Paramedic Stopped at Airport Security for Nitroglycerine Residue
At least we know those chemical-residue detectors are working:
The punch line is that my bag tested positive for nitroglycerine residue. Which is, in hindsight, totally not unexpected, since it has been home to several bottles of nitro spray that at one point or another have found their way into my pockets and then into my bag. (Don’t look at me like that—I’m not stealing the damn drug. It’s just that it’s frequently easier to shove them in a pants pocket rather than keep fishing for one at the bedside or whatever, and besides, we’ve now gone to single-patient use sprays so that once you use one on one patient, it’s fininshed.) Whether one discharged, or leaked, or whatevered in my bag, it somehow got NTG molecules all over the place, and that’s what the detector picked up.
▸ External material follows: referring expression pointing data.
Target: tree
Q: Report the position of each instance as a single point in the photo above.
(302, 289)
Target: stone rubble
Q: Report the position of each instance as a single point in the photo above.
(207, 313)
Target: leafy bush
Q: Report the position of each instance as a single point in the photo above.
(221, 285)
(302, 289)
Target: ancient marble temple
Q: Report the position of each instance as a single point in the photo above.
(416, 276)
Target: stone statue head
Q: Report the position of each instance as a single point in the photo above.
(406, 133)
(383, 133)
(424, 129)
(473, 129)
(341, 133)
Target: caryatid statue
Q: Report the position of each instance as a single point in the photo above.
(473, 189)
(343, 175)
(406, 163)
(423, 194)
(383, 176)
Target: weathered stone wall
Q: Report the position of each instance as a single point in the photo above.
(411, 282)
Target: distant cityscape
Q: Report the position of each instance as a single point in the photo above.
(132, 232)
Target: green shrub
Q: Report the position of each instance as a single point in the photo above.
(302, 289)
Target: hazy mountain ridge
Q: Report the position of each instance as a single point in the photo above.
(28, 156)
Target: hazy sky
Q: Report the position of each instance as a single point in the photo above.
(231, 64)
The guy said this happens all the time but I’m not so sure, and in any event I’m not even remotely certain how I could go about getting the NTG residue off my bag so this doesn’t happen in the future. NTG spray has a pretty distinctive smell. All I can smell in my bag is consumer electronics, so it must have been some minute amount somewhere.
Keith • October 25, 2006 9:16 AM
If this happens “all the time”, there’s obviously the risk that the security guards, as the one in this story seems to, get relaxed about it. Too many false positives, etc, etc.